Que vivimos días apocalípticos, como siempre, es innegable: guerras y pestes, autócratas que nos recuerdan o nos hacen añorar a Calígula y Nerón (no me resisto a citar aquí, una vez más, la frase lapidaria y reveladora de Louis Ferdinand Céline: “Felices los que fueron gobernados por el caballo de Calígula”), intrigas en el Vaticano, desastres ecológicos y financieros... Sí: estamos ya en una clásica película del fin de los tiempos.
Pero lo de esta semana en España y Portugal fue alucinante: a las 12:30 del lunes pasado, hora local, el mundo se apagó de golpe, como si todo se hubiera quedado en suspenso: los semáforos, los cajeros automáticos, los instrumentos médicos en los hospitales, los ascensores (por Dios, los ascensores), la vida entera mientras la gente se miraba desconcertada sin saber qué estaba pasando, hasta que las horas siguieron su curso y la luz nunca volvió.
Somos hijos de la electricidad (bueno, es un decir) y nos resulta muy difícil, casi imposible, yo creo, imaginarnos el mundo sin ella, por eso cuando ‘se va la luz’ el golpe psíquico es tan profundo, un regreso a la prehistoria, que hay una especie de conjuro mágico, al menos en Colombia, aunque valdría la pena averiguar cómo es en otras partes, que consiste en señalar lo evidente y decir a voz en cuello lo que todos están pensando: “¡Se fue la luz!”.
Si eso pasa de noche puede llegar a haber hasta gritos, y luego viene un sonido de verdadera compresión de la realidad, como si en serio el mundo fuera un motor que se apaga, se descarga y se ralentiza.
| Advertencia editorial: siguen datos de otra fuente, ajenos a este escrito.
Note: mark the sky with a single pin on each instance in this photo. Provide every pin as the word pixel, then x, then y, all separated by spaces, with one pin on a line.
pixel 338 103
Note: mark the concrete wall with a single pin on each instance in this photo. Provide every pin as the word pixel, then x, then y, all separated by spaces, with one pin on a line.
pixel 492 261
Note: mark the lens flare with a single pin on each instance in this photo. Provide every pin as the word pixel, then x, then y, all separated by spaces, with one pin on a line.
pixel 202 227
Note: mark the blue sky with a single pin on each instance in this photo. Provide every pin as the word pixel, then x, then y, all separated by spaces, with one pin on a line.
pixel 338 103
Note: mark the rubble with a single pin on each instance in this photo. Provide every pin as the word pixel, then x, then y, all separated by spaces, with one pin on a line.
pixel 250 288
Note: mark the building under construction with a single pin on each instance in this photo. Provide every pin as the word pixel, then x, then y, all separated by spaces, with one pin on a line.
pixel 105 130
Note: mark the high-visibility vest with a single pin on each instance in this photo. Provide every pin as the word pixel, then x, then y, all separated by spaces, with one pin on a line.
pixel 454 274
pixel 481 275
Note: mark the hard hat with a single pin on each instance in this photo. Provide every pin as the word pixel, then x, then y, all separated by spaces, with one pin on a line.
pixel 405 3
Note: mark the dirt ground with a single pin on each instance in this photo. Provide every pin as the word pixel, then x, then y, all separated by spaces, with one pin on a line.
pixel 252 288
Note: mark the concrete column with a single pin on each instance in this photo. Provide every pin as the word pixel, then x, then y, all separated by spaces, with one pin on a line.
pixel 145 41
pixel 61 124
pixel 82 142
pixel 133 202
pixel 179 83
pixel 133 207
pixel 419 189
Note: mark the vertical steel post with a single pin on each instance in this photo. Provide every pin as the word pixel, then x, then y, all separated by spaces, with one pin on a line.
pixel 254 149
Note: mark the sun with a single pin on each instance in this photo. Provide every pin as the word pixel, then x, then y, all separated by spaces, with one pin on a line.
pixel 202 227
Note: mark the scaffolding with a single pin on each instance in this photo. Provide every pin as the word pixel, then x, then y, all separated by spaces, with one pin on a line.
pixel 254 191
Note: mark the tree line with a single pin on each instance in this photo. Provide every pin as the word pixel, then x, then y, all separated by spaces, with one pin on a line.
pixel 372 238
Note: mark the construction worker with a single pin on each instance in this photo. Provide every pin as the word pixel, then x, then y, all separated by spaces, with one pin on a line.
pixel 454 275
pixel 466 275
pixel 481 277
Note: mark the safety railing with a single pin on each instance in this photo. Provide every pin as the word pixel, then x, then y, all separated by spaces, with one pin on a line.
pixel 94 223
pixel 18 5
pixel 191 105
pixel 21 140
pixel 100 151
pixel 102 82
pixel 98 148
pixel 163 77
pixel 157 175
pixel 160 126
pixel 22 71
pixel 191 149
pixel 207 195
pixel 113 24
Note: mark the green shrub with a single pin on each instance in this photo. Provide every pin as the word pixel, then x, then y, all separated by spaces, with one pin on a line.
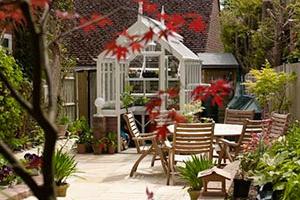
pixel 189 173
pixel 280 165
pixel 270 87
pixel 11 114
pixel 65 166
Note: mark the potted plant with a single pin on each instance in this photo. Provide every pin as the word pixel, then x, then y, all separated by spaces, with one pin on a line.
pixel 127 98
pixel 98 145
pixel 82 131
pixel 62 125
pixel 252 152
pixel 111 142
pixel 189 173
pixel 64 167
pixel 33 163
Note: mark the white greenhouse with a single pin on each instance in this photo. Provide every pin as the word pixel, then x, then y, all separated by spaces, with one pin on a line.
pixel 160 65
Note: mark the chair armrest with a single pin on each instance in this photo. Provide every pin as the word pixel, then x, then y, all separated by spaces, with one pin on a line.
pixel 147 134
pixel 227 142
pixel 150 137
pixel 168 144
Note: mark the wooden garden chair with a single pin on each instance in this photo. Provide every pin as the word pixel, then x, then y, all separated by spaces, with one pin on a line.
pixel 237 116
pixel 189 139
pixel 230 149
pixel 140 139
pixel 279 124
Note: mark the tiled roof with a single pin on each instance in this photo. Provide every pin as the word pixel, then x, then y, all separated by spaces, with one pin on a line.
pixel 88 45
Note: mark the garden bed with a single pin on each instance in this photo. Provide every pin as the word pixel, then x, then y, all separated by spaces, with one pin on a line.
pixel 19 191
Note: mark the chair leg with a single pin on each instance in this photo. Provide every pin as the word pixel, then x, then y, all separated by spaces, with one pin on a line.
pixel 136 164
pixel 153 159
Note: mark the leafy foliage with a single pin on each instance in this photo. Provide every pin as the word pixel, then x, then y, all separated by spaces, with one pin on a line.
pixel 189 172
pixel 81 129
pixel 280 165
pixel 269 88
pixel 11 114
pixel 127 98
pixel 255 30
pixel 112 139
pixel 65 166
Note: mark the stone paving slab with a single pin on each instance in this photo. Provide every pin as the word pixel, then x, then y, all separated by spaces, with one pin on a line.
pixel 106 177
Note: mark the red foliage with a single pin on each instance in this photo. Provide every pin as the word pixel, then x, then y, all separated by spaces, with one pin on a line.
pixel 136 47
pixel 173 92
pixel 148 36
pixel 216 92
pixel 150 194
pixel 39 3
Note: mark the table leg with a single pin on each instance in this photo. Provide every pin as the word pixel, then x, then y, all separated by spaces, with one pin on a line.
pixel 143 155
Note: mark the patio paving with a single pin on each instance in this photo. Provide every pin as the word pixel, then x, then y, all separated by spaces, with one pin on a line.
pixel 107 177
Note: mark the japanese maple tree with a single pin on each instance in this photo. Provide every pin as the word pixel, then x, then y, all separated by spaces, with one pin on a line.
pixel 35 15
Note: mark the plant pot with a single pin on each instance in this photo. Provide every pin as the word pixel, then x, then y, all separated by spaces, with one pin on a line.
pixel 98 148
pixel 266 192
pixel 81 148
pixel 241 188
pixel 61 190
pixel 111 149
pixel 194 194
pixel 61 130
Ahora hay plantas por todas partes y muy rápido empieza su rugido también, casi instantáneo, pero antes el silencio era absoluto y el ritual de buscar los fósforos y las velas, la lumbre, tenía un gran encanto, hasta que alguien gritaba: “¡Llegó la luz!”.
No quiero ni imaginarme lo que puede ser quedarse atrapado en un ascensor con unos desconocidos durante horas, porque además en el caso del apagón de España y Portugal fue un hecho masivo y desbordado, por eso los servicios de socorro ni siquiera pudieron reaccionar: muchos no lograron volver a sus casas y las estaciones de metro y de trenes se llenaron de inquilinos inesperados que tuvieron que pasar allí la noche entera con unas frazadas.
Aunque España tiene un resorte moral que quizás no tenga ningún otro pueblo de la Tierra, una reserva espiritual que a lo largo de la historia la ha salvado de sí misma y del desastre en sus más feroces e inquietantes versiones. Me refiero, por supuesto, a los bares, esa institución de la cultura allá como no hay otra, esa especie de diván colectivo que hizo que en ese país el psicoanálisis nunca arraigara de verdad.
Y es cierto: alguna vez, hace tantos años que ya nunca lo pude volver a encontrar, me leí una artículo extraordinario sobre el psicoanálisis en España en el que el autor señalaba la paradoja de que allí se habían traducido y leído muy rápido las obras de Freud, por ejemplo, pero en cambio la práctica psicoanalítica en todas sus vertientes y escuelas nunca tuvo el mismo éxito que en otros países y otros ámbitos.
La hipótesis era muy buena: la cultura del bar había librado a los españoles de cualquier otra terapia, porque el efecto al final era el mismo pero mucho más benéfico: un país de gente que entra a diario a su bar de toda la vida para hablar con Manolo, el barman, contarle sus problemas y sus cuitas, reírse a los gritos con tres desconocidos, tomarse dos cañas y comerse una tapa para luego salir de allí como si nada, un país así está a salvo de todo.
La prueba es un titular de ayer del ABC: “Atascos, supermercados llenos, tiendas cerradas y bares abiertos hasta fin de existencias...”.
Que se acabe el mundo pero que el bar siga abierto.